Sir: I beg leave to acknowledge the receipt of your despatch No. 1885, of January 22, 1929,4 in which you desire to be informed whether or not the treaty regulating tariff relations between the United States and China, of July 25, 1928, annuls and makes inoperative Article V of the Treaty of 1844 between the United States and China5 which [Page 781] states that, upon payment of maritime customs dues, American owned goods, upon importation into or exportation from Chinese treaty ports, shall be exempted from all other charges.

Article I of the new Sino-American Treaty states that all provisions which appear in treaties hitherto concluded and in force between the United States of America and China relating to rates of duty on imports and exports of merchandise, drawbacks, transit dues, and tonnage dues in China, shall be annulled and become inoperative and the principle of complete national tariff autonomy shall be applied, subject, however, to the condition that each of the high contracting parties shall enjoy, in the territories of the other, with respect to the above specified and any related matters, treatment in no way discriminatory as compared with the treatment accorded to any other country. The nationals of neither of the high contracting parties shall be compelled, under any pretext whatever, to pay, within the territories of the other party, any duties, internal charges or taxes, upon their imports or exportations, other or higher than those paid by nationals of the country or by nationals of any other country.

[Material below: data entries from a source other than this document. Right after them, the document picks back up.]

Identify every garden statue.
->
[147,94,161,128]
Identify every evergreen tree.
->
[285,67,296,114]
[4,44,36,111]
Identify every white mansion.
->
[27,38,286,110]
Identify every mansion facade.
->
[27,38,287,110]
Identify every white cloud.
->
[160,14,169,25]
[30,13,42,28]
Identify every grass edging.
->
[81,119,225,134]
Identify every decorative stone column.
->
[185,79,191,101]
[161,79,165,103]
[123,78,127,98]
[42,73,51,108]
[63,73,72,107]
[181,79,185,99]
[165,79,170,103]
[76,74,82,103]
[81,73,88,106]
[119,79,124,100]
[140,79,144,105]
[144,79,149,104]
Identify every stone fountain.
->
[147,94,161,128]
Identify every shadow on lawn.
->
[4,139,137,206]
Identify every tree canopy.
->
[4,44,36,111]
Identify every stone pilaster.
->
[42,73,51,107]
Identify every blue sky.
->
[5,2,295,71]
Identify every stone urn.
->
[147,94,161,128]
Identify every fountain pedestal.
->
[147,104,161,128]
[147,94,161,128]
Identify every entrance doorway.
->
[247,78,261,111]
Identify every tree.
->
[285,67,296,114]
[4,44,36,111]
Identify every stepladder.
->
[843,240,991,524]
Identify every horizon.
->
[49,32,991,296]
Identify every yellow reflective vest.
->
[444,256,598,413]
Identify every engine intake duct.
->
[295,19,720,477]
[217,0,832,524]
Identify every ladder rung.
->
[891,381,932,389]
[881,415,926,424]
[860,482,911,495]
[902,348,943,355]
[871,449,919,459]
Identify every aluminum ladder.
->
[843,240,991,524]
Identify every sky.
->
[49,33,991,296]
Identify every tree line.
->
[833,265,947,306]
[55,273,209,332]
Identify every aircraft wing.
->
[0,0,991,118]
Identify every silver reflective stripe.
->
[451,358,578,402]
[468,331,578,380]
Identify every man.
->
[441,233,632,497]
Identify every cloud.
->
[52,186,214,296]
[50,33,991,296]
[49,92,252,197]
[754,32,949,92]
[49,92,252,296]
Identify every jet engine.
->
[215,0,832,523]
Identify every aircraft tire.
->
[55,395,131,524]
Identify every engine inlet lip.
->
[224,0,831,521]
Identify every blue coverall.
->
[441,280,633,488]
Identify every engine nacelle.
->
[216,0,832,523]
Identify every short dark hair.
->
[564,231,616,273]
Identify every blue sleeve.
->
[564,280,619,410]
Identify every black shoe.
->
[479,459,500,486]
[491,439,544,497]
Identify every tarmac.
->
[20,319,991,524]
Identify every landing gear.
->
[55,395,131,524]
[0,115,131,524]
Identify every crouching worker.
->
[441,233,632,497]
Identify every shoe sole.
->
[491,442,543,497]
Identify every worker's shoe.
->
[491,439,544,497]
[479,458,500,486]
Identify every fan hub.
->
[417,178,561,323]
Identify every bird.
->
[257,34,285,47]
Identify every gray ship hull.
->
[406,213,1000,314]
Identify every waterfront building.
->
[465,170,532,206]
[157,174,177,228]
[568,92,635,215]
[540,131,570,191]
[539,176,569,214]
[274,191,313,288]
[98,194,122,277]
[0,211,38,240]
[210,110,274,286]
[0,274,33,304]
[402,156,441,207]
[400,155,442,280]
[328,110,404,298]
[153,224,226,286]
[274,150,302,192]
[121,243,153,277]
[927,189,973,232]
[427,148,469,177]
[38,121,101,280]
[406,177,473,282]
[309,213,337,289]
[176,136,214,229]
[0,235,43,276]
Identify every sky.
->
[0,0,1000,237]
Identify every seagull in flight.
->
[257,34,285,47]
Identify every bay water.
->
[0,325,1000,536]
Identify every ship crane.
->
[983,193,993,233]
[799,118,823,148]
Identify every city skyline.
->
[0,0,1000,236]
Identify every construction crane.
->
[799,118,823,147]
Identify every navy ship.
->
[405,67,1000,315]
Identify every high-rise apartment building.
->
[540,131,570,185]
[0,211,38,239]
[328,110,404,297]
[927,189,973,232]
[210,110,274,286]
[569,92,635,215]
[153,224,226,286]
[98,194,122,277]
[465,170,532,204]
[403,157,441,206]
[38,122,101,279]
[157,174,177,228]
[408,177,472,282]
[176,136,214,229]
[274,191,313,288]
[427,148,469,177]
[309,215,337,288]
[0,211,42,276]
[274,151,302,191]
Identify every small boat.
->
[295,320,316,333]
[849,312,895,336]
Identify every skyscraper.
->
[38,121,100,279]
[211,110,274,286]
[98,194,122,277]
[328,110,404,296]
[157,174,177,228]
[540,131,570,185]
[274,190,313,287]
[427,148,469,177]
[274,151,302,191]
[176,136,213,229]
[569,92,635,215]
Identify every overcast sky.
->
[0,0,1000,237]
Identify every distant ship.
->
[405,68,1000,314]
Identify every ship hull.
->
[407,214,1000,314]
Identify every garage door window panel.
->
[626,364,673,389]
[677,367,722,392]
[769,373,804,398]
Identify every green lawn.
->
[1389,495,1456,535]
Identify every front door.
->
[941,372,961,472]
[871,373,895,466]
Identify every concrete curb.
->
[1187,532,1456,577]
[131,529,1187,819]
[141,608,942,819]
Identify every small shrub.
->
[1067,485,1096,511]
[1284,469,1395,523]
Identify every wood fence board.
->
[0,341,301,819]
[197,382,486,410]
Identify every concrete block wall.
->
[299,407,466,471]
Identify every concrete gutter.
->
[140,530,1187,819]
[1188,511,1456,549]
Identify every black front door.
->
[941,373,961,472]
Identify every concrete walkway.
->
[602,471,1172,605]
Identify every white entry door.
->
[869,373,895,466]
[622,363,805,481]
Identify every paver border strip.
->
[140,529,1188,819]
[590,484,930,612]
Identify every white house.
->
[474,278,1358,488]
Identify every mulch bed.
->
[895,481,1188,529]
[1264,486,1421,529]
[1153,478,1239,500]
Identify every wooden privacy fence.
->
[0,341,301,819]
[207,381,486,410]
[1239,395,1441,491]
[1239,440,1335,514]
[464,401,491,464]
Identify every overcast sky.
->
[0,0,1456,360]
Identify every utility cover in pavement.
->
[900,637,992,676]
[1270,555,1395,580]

Under these circumstances, it is believed that the only valid grounds for protest against new levies, after the ratification of the treaty takes place, would be in the case of clear discrimination against American goods or American interests in favor either of Chinese goods and/or merchants, or goods or merchants of some other country.

I am [etc.]

J. V. A. MacMurray
  1. Copy transmitted to the Department by the Minister in his despatch No. 1895, January 29; received March 2, 1929.
  2. Not printed.
  3. Miller, Treaties, vol. 4, p. 559.